Researchers at St. Jude generated a bispecific chimeric antigen receptor which uses a combination of a peptide and single chain variable fragment as a dual specificity antigen binding domain targeting GRP78 (glucose related protein 78) and CD123, two antigens widely present on the cell surface of many pediatric solid and brain tumors, including AML. They designed 4 different constructs with 4 unique linkers between the two binding domains to be used as a cellular therapy for the treatment of GRP78+/CD123+ acute myeloid leukemias (AML), aiming to bolster antitumor activity and to prevent immune escape.
A single infusion of the GRP78.CD123 bispecific-CAR T cells had potent anti-AML activity, resulting in a significant survival advantage. This CAR can be expressed in several immune cells (for example but not limited to γδ T cells, iNKT cells, NK cells, or macrophages).
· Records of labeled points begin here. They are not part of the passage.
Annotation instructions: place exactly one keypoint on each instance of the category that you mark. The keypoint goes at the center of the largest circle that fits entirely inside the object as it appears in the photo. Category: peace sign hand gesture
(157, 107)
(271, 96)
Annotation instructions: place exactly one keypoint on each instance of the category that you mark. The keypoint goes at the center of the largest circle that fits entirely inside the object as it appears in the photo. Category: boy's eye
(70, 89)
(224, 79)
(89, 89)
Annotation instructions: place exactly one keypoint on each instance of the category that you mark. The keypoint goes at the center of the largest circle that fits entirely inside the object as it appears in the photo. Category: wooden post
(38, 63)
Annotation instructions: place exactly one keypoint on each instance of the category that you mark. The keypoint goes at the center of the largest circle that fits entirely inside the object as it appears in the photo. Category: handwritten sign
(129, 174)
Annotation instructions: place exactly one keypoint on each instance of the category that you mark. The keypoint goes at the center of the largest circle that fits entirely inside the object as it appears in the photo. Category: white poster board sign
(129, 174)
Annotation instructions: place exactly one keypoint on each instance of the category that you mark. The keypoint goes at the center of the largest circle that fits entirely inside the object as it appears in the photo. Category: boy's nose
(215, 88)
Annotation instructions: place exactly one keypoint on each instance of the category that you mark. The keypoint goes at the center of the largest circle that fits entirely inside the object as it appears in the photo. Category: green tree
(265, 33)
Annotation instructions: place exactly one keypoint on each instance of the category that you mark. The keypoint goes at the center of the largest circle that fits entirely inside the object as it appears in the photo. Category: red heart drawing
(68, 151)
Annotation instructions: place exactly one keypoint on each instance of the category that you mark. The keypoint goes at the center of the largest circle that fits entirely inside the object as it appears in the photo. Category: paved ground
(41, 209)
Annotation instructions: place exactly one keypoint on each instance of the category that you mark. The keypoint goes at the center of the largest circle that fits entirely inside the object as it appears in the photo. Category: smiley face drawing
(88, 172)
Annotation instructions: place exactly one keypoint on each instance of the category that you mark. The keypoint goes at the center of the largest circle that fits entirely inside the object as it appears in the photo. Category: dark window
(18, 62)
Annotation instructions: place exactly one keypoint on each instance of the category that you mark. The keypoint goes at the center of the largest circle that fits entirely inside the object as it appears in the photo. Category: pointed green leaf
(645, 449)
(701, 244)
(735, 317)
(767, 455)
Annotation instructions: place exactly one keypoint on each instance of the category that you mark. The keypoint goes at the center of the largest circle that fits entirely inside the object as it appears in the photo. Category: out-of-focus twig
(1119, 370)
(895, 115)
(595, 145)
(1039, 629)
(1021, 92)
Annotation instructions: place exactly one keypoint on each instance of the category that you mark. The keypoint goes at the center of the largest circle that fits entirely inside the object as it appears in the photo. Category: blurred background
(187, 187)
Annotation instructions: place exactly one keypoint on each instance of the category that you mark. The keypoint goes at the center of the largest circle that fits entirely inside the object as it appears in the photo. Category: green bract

Further, this peptide- scFv antigen binding domains can be broadly applied to other bispecific CAR T cell designs.
Keywords
Immunotherapy, acute myeloid leukemia (AML), CD123, Glucose-regulated-protein 78 (GRP78), bispecific, dual targer chimeric antigen receptor, CAR, γδ T cells, iNKT cells, NK cells, macrophages, hematological malignancies, solid tumors.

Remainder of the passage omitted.